South African Archbishop Desmond Tutu is a supporter of divestment in Israel, which, in the eyes of most staunch Jews, I imagine, casts him as an anti-Semite. I think Tutu is mistaken on this issue. But an anti-Semite?
"To criticize the occupation is not to overlook Israel's unique strengths," he wrote in 2003. "In a region where repressive governments and unjust politicians are the norm, Israel is certainly more democratic than its neighbors. [But] divestment from apartheid South Africa was certainly no less justified because there was repression elsewhere on the African continent...
"Almost instinctively, the Jewish people have always been on the side of the voiceless," Tutu continued. "In their history, there is painful memory of the massive roundups, house demolitions and collective punishment. In their scripture, there is acute empathy for the disenfranchised. The occupation represents a dangerous and selective amnesia of the persecution from which these traditions were born."
Even though Tutu supports a policy I find excessively, unfairly punitive toward Israel, not only wouldn't I call him an anti-Semite, I'd call him a friend, albeit a misguided one, of Israel and the Jewish people.
I'm not saying Desmond Tutu is representative of divestment supporters; in fact, I doubt that many of them have any sympathy for Israel at all, and some probably aren't too fond of Jews, either. The same generalization can be made, I imagine, about anti-Zionists and angry denouncers of the Israel lobby.

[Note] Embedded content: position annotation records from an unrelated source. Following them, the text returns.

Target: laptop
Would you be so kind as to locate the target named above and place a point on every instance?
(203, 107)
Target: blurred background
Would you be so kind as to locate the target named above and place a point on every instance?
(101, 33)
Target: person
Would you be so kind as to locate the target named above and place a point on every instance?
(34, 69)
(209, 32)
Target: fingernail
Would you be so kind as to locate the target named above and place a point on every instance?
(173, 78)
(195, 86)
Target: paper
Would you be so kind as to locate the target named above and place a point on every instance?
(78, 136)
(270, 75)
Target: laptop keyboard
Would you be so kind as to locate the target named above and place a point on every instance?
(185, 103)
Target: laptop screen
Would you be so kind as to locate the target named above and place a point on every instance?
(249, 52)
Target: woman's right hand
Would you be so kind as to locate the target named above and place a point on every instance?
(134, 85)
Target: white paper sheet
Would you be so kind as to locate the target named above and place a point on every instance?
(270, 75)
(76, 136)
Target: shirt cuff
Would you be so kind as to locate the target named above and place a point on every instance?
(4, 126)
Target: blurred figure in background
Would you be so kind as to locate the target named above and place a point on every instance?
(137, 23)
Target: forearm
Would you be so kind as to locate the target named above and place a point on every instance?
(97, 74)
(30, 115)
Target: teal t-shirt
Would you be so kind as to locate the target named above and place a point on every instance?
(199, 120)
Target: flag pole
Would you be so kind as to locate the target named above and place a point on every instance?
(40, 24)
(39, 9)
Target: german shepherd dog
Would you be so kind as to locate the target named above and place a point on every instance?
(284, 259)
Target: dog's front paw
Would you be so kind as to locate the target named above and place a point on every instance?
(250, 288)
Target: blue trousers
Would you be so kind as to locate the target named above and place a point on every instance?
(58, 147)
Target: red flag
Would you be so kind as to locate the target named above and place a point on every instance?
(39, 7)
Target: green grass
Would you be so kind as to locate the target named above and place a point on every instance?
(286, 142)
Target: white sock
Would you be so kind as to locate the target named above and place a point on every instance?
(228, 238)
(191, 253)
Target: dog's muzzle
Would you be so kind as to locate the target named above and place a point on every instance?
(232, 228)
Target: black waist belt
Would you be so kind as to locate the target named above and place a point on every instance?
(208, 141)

But an anti-Semite, in the true, pre-inflationary meaning of the term, is someone who hates Jews, plain and simple. Such a person is in a whole different category than someone who is merely anti-Zionist, or anti-Israel, or anti-Israel-lobby. An anti-Semite is a twisted, evil person. An anti-Semite is someone who should be shunned. Anti-Semitism is an awfully grave charge to level against anyone, certainly against large groups of people. In the case of the left-wing anti-Israeli critics and movements tarred as anti-Semitic by many in the Jewish establishment, I don't think the term correctly applies to more than a marginal few.
Which makes it a libel. Not a "blood libel," but a libel. A defamation based on a "reckless disregard for the truth." I don't know how much damage all this anti-Semite-baiting has done to its targets; I hope not much. But it's had one hell of a chilling effect on the Jews and gentiles caught in the middle.